Department or School

English Language and Literature

Committee Member

Ian Wojcik-Andrews, PhD.

Committee Member

Annette Wannamaker, PhD.

Abstract

Gene Luen Yang’s American Born Chinese aptly touches on the dual identity crisis of being an American and (or) an Asian through the story of an American-born Chinese named Jin Wang. Jin is a teenage boy who grapples with his bicultural identity and suffers from double consciousness in the American school environment.

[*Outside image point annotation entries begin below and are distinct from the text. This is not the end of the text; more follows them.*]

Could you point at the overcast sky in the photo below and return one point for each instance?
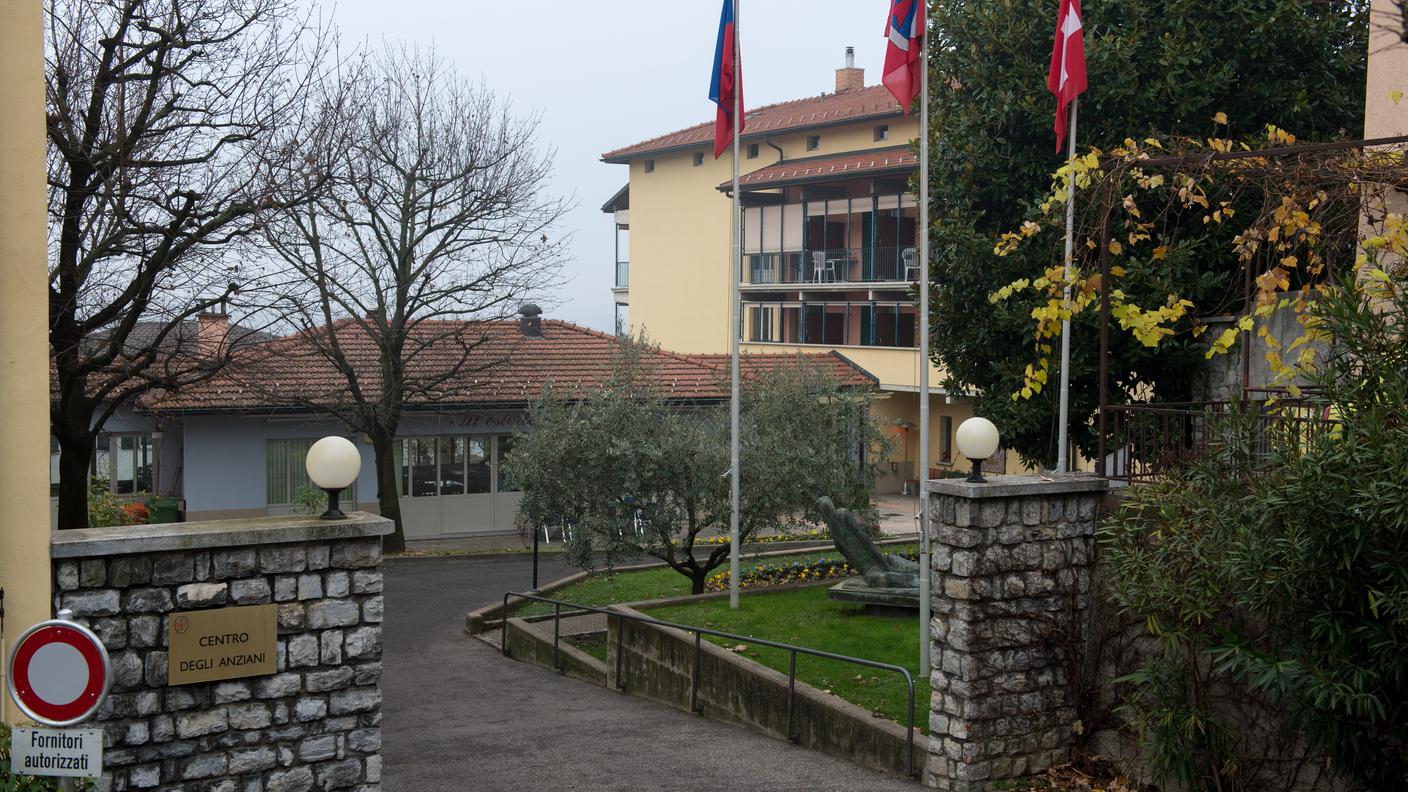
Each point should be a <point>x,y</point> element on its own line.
<point>606,75</point>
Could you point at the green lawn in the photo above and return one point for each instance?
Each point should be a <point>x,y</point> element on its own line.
<point>806,617</point>
<point>646,584</point>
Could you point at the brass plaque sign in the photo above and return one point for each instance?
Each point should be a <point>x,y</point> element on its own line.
<point>227,643</point>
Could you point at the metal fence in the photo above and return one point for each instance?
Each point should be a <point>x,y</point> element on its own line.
<point>694,674</point>
<point>1146,441</point>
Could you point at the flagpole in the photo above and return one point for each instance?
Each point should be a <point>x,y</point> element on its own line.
<point>924,355</point>
<point>735,269</point>
<point>1063,430</point>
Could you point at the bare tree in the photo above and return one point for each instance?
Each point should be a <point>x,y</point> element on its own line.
<point>172,124</point>
<point>437,220</point>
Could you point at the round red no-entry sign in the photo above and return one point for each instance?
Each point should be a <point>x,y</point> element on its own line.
<point>59,672</point>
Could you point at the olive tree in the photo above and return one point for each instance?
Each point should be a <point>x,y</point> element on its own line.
<point>628,471</point>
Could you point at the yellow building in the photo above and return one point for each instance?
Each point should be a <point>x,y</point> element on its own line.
<point>830,247</point>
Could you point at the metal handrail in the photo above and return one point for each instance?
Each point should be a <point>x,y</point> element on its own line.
<point>694,674</point>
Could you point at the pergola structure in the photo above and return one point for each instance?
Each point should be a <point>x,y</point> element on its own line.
<point>1144,438</point>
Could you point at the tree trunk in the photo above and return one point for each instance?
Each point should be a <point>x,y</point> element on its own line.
<point>75,461</point>
<point>383,448</point>
<point>71,427</point>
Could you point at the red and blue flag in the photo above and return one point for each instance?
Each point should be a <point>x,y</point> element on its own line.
<point>727,85</point>
<point>904,55</point>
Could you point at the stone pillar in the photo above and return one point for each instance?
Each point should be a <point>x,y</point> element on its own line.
<point>1013,564</point>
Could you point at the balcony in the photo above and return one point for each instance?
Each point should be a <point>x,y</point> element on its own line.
<point>1145,441</point>
<point>834,323</point>
<point>834,265</point>
<point>831,243</point>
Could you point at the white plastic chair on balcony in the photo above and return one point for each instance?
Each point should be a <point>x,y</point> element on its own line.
<point>911,264</point>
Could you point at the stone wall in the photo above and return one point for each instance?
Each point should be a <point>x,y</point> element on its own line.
<point>1011,582</point>
<point>313,725</point>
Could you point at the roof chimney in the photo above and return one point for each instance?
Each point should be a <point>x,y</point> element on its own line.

Even though American Born Chinese serves as an invaluable resource for examining themes such as acceptance, assimilation, diversity, and identity, it should be critically pointed out that the story in American Born Chinese unfolds only from the perspective of a heterosexual, male character. Yang’s story is replete with white, patriarchal values and expectations, such as physical dominance and aggression, toughness, competition, athleticism, heterosexuality, economic achievement, and sexual prowess, and naturalizes the hierarchy between white male masculinity and Asian American male masculinity. That is, Yang’s graphic novel uncritically conforms to and reinforces hegemonic Western versions of masculinity and manhood as the ideal. Thus, in reading American Born Chinese, we should reconsider the very definition of what it means to be “male,” as well as what it means to be “Chinese American” in the U. S.